The impression was given more from random one-off comments that were clearly optimized for poetry rather than factual/moral accuracy. So it's very possible I got the wrong impression. But I've heard a lot of noise about eliminating death, and basically zero noise about fixing overpopulation.
There's nothing wrong with trying to do both, but we should be working at least as hard at solving overpopulation as we are on increasing lifespan. I realize that most people here are probably not actually going to contribute to either of those fields, but a disproportion fixation on anti-aging seems dangerous to me. Are the cryonics proponents here making an effort to use minimal resources and take up minimal real estate?
Have you read Robin Hanson's writings on the economics of uploads?
I haven't. Can you provide a link?
Hanson's IEEE Spectrum article is a good start. See also this discussion on Overcoming Bias and its followup. There are also numerous other posts in OB archives discussing these issues; some of them are under the tag "ems."
The economist Nick Rowe recently wrote another good analysis along similar lines.
Periodically in discussions of cryonics and related issues, people bring up "the overpopulation argument, and the counterarguments that respond to it" without actually describing those arguments in detail. Overpopulation was a big concern of mine prior to exposure to anti-deathism.

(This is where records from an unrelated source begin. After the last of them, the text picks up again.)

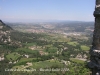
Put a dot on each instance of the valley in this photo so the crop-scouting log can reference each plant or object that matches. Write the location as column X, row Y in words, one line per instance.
column 60, row 45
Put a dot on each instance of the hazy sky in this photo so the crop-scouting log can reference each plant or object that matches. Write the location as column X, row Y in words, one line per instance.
column 32, row 10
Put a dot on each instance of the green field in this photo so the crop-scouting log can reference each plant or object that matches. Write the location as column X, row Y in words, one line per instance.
column 13, row 56
column 76, row 60
column 26, row 50
column 83, row 47
column 47, row 64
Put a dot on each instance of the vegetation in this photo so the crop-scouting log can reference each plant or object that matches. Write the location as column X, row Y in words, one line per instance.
column 46, row 51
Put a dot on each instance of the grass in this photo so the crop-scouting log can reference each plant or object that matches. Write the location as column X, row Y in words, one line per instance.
column 29, row 44
column 51, row 50
column 26, row 50
column 23, row 61
column 83, row 47
column 13, row 56
column 76, row 60
column 73, row 43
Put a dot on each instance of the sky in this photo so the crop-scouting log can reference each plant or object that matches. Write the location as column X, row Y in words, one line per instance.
column 36, row 10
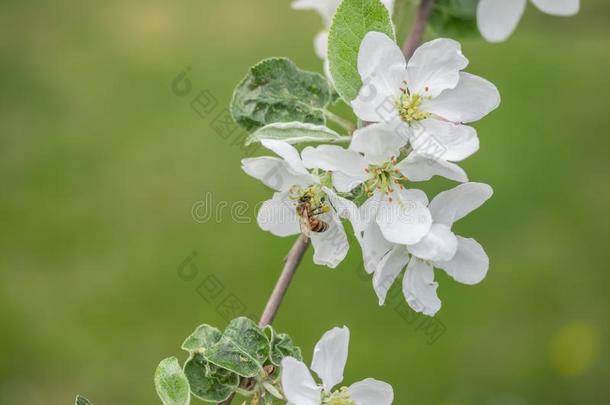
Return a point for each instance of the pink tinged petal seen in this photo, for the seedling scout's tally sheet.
(442, 140)
(470, 263)
(326, 8)
(388, 270)
(330, 356)
(374, 248)
(450, 206)
(472, 99)
(331, 246)
(377, 142)
(298, 385)
(335, 158)
(371, 392)
(320, 44)
(497, 19)
(435, 66)
(288, 153)
(439, 244)
(279, 216)
(275, 173)
(381, 65)
(564, 8)
(405, 220)
(419, 168)
(419, 288)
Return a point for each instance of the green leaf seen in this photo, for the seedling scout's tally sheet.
(171, 383)
(80, 400)
(200, 340)
(283, 346)
(295, 132)
(243, 348)
(353, 19)
(455, 18)
(209, 382)
(276, 90)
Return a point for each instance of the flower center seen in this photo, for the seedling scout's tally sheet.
(340, 397)
(408, 106)
(383, 178)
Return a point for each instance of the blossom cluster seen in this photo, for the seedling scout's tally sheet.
(416, 116)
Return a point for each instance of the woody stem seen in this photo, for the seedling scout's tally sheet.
(418, 27)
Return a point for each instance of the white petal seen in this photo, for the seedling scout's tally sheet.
(449, 206)
(335, 158)
(558, 7)
(326, 8)
(374, 247)
(435, 66)
(405, 220)
(472, 99)
(274, 173)
(345, 209)
(497, 19)
(377, 142)
(279, 216)
(388, 270)
(419, 168)
(330, 356)
(369, 209)
(470, 263)
(371, 392)
(331, 246)
(298, 384)
(381, 65)
(436, 139)
(419, 287)
(344, 183)
(439, 244)
(320, 44)
(286, 152)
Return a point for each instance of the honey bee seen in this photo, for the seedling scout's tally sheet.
(308, 216)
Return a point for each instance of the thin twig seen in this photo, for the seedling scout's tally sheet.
(291, 263)
(292, 260)
(418, 28)
(290, 267)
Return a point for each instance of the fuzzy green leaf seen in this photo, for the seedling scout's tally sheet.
(455, 18)
(80, 400)
(283, 346)
(276, 90)
(353, 19)
(209, 382)
(243, 348)
(295, 132)
(171, 383)
(201, 339)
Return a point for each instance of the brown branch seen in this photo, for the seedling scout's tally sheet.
(296, 253)
(291, 263)
(418, 28)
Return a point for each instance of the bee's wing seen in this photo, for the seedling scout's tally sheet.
(304, 223)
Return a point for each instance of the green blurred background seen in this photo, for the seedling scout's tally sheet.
(101, 164)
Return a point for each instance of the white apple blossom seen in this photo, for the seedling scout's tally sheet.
(371, 162)
(461, 258)
(425, 100)
(291, 180)
(329, 358)
(327, 9)
(498, 19)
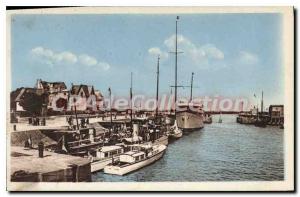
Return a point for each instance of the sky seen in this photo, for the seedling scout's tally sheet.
(232, 55)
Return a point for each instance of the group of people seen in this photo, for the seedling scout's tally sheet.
(36, 121)
(82, 121)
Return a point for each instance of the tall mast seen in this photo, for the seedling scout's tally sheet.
(262, 101)
(176, 52)
(191, 95)
(157, 84)
(110, 107)
(131, 97)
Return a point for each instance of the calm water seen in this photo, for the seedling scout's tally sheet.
(218, 152)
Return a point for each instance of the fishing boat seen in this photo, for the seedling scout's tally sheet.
(207, 118)
(190, 116)
(143, 155)
(220, 118)
(104, 156)
(175, 132)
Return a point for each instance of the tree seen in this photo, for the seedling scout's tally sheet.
(32, 102)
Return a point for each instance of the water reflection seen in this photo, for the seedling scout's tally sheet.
(219, 152)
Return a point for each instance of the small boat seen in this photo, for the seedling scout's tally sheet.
(207, 119)
(220, 119)
(175, 132)
(136, 159)
(163, 140)
(104, 156)
(260, 123)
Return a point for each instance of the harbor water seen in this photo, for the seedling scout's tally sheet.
(225, 151)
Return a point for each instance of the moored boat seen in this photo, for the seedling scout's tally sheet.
(175, 132)
(136, 159)
(104, 156)
(189, 117)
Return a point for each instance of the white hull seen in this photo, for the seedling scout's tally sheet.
(176, 135)
(162, 140)
(100, 164)
(175, 132)
(117, 170)
(189, 121)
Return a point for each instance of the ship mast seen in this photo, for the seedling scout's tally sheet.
(191, 95)
(157, 85)
(131, 98)
(262, 102)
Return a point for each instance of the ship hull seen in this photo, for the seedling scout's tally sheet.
(188, 121)
(162, 140)
(133, 167)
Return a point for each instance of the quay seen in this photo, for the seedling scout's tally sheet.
(27, 166)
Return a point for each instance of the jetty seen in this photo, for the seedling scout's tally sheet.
(29, 166)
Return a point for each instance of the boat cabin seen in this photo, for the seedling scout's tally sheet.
(132, 156)
(192, 107)
(109, 151)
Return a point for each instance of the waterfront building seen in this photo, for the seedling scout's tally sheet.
(276, 113)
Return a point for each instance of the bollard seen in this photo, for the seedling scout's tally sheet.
(41, 149)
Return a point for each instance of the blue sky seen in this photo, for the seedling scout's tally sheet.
(231, 54)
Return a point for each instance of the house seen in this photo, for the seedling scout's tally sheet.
(54, 90)
(276, 113)
(50, 87)
(84, 96)
(17, 95)
(99, 100)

And so far, it still is. I have no philosophical problem with eliminating death, but it seems to me that getting rid of death BEFORE we eliminate all the other major problems facing humanity is going to make those problems much worse. Death is an enemy that should be vanquished, but it's not an enemy I'm prepared to destroy until I'm satisfied that we'll be able to handle the consequences.
If death is solved via uploads running at high speed, I'm not too concerned. (Still a little concerned, since computers still take up space, but the issue is close enough to negligible that I'm fine ignoring it).
If we're dealing with physical humans taking up physical space requiring physical resources, then I'm worried. Either we're growing exponentially, or we've eliminated childbirth, or we have strict rules in place about people who have children being willing to die. (The latter might work but modifying central aspects of the human life cycle that we are hard-wired to value seems.... challenging, to say the least)
The sense of I've gotten around here is that "exponential growth is okay, because Space is Big". Space certainly is big, and I imagine we could expand for a long time without running into conflict. But if there's even one other alien race who solves their problems the same way (expanding whenever they run out of space or resources), then eventually there's going to be conflict. And the longer we go BEFORE that conflict, the more human suffering it might entail. I'd prefer to have achieved equilibrium as a species beforehand.
I want to expand into the universe, but I think we should do so out of *curiosity* rather than *necessity.*
I assume there's been a lot of discussions about this and I don't want to rehash them. But if someone could summarize the issues at hand and explain what the community consensus is, I'd appreciate it. ("Community Consensus" might mean "there are a few dominant schools of thought here").
Edit: FAWS pointed out that as long as, on average, each person reproduces slightly less than once, growth will not continue exponentially. That's pretty much the answer I'm looking for. The logistics are still significant, but in the long run I think such a law would be enforcible. (Each person only gets to reproduce once, and some people will choose not to. I think there'd need to be an additional disincentive, because over the course of an immortal lifespan, people are likely to try out childrearing at *some* point).
I still think that the issues surrounding overpopulation should occupy at least as much of our attention as ending death (basically ensuring that people are given adequate resources to live healthy, productive lives).